At the heard of it all, KiD is a button smasher hack 'n' slash. You play as Mondo (a stupid name unless you realize that "Mond" means "Moon" in German), a guy with a katana and some kind of bio-mechanical arm that turns into different weapons, and blindly blast through different areas of henchmen until you fight a boss --pretty standard stuff. The combat is fine as far as it goes with a fine balance between mindless button smashing and dodging and blocking at the right time to trigger special moves. Shooting with your left arm (and fixed turrets) is by far the weakest element but also is heavily emphasized; there are numerous encounters which require you to shoot the baddies.
Judged merely by it's core gameplay, KiD would stand from the crowd, but it shines in it's bizarre presentation. I'm a sucker for the cell-shaded aesthetic so that's already a plus. But adding to that, colours are often distorted as if looking at a crappy laptop screen from a high angle. The sound design is purposely atonal at times and meant to confuse you. On top of that, the story is just nonsense. And I don't mean that is strangely told or difficult to interpret. No, I mean complete and utter dream-like nonsense. This is a world in which mechanical bodyparts exist, but also the Moon is somehow evil, and you meet a talking unicorn, and there's vampires... Dialogue often makes no sense as if characters where each in their own little parallel story and the game keeps throwing the most bizarre contrivances to the point that you need to make a choice: you either quit the game in disbelief or you stop caring and let the weirdness wash over you.
I chose the second and I stand by my decision.
While the art style is undoubtedly the game's greatest strength, it often gets in the way of the gameplay.

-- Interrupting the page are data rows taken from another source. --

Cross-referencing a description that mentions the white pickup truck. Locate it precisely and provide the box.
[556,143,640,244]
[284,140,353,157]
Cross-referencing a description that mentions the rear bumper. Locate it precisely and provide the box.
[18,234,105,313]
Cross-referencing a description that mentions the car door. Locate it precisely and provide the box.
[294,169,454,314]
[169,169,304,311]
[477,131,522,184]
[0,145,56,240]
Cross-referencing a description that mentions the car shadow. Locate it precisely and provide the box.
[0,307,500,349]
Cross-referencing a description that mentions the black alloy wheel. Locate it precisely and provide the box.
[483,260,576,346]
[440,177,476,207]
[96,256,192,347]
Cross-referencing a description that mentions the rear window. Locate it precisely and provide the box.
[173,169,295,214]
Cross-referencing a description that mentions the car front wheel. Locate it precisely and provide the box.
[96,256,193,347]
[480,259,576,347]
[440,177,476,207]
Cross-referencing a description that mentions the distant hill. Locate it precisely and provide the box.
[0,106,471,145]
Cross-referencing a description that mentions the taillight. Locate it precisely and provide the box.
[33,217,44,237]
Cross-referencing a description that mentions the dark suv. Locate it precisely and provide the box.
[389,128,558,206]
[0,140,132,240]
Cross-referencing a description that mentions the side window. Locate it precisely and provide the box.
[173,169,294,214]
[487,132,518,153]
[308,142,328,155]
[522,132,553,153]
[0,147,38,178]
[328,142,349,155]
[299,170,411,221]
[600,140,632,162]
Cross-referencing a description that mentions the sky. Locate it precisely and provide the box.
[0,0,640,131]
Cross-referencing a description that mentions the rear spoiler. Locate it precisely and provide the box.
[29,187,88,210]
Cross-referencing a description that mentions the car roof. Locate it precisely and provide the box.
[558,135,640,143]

The strange colours and high contrast often makes it hard to see where you're going and the colourful puffs of smoke in which enemies disappear when killed sometimes obscure the action.
Of course, it wouldn't be a strange Japanese title without some disgusting sexual elements. First, your sidekick is a nominally 20 year-old girl that talks, behaves and once is referred to as a child and who you can change into skimpy costumes. But since the developer doesn't seem to think this is gross enough, there are also several side missions in which you "date" (heavy emphasis on those quotes, readers) different women. These consists on you staring at their boobs to fill your "gut" meter until you feel brave enough to give her a gift that fills yet another bar. Not only it's distasteful, but also plane boring and only subtracts from the experience. Luckily, those "gigolo" missions are optional.
If you like to play something short, not so challenging and essentially nonsensical, I recommend it.